Los oficiales miraron a su Señor con ansiosa confianza. Raumsog suspiró.
—Si hemos de luchar, lucharemos. También podemos destruir la nave. A fin de cuentas, ¿qué significa el tamaño en los espacios interestelares? ¿Qué diferencia hay entre quince kilómetros, quince millones o ciento cincuenta millones? —Suspiró de nuevo—. Aun así, admito que ciento cincuenta millones de kilómetros es un tamaño asombroso para una nave. No sé lo que harán con ella.
Y no lo sabía.
Es extraño —extraño y temible— lo que el amor por la Tierra puede hacer a los hombres. Tedesco, por ejemplo.
La reputación de Tedesco era de todos conocida. Aun entre los capitanes de viaje, que rara vez se fijaban en estas cosas, Tedesco era célebre por sus atuendos, la elegancia con que lucía el manto de oficial y las insignias enjoyadas. Tedesco también era célebre por sus modales lánguidos y su sibaritismo. Cuando llegó el mensaje, Tedesco se encontraba en su estado habitual.

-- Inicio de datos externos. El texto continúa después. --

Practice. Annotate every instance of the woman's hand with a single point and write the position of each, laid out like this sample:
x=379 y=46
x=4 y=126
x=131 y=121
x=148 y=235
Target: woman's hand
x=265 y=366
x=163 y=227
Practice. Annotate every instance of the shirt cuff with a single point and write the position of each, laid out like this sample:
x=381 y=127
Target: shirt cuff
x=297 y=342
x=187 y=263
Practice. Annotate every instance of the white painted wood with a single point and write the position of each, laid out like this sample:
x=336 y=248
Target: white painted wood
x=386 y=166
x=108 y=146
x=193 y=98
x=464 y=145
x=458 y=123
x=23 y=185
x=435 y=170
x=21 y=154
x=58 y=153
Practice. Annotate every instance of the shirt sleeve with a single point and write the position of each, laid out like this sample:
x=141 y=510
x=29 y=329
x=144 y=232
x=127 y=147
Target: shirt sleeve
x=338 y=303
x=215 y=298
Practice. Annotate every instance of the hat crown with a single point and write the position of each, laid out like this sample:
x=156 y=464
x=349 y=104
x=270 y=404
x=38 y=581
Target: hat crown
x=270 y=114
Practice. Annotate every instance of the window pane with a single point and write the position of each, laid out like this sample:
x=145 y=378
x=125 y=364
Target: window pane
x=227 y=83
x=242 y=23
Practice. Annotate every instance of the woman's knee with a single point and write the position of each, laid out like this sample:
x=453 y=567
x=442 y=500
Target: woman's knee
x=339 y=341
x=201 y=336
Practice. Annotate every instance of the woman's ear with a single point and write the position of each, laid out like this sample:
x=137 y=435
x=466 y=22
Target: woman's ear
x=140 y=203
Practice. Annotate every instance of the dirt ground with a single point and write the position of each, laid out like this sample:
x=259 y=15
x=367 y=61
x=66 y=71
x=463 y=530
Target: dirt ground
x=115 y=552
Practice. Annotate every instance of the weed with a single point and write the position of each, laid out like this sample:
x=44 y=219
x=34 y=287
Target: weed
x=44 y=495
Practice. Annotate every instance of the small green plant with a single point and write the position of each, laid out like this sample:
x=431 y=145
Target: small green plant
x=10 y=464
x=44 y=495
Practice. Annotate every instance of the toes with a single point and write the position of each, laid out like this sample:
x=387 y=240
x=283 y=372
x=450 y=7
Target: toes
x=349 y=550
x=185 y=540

Flotaba en la corriente de aire con los centros cerebrales del placer conectados a la electricidad. Estaba tan absorto en el placer que había olvidado los manjares, las mujeres, la ropa y los libros de sus aposentos. Había olvidado todos los placeres salvo el placer de la electricidad al actuar en el cerebro.
Tan grande era el placer, que hacía veinte horas consecutivas que Tedesco estaba conectado a la corriente, en abierta desobediencia de la norma que establecía como máximo seis horas de placer.
Sin embargo, cuando llegó el mensaje —retransmitido al cerebro de Tedesco a través del minúsculo cristal instalado allí para comunicar mensajes tan secretos que incluso el pensamiento era vulnerable a la intercepción de los mismos— Tedesco abandonó una capa tras otra de júbilo e inconsciencia.
Las naves de oro, las naves doradas, ya que la Tierra está en peligro.
Tedesco luchó.
La Tierra está en peligro.
Con un suspiro de júbilo hizo un esfuerzo para pulsar el botón que interrumpía la corriente eléctrica. Y con un suspiro de fría realidad echó un vistazo al mundo que le rodeaba y se puso manos a la obra. Se preparó de inmediato para servir a los Señores de la Instrumentalidad.
El presidente del consejo de la Instrumentalidad puso al almirante Tedesco al mando de la nave dorada. La nave, más grande que la mayoría de las estrellas, era una monstruosidad increíble. Siglos antes había intimidado a agresores no humanos de un rincón olvidado de las galaxias.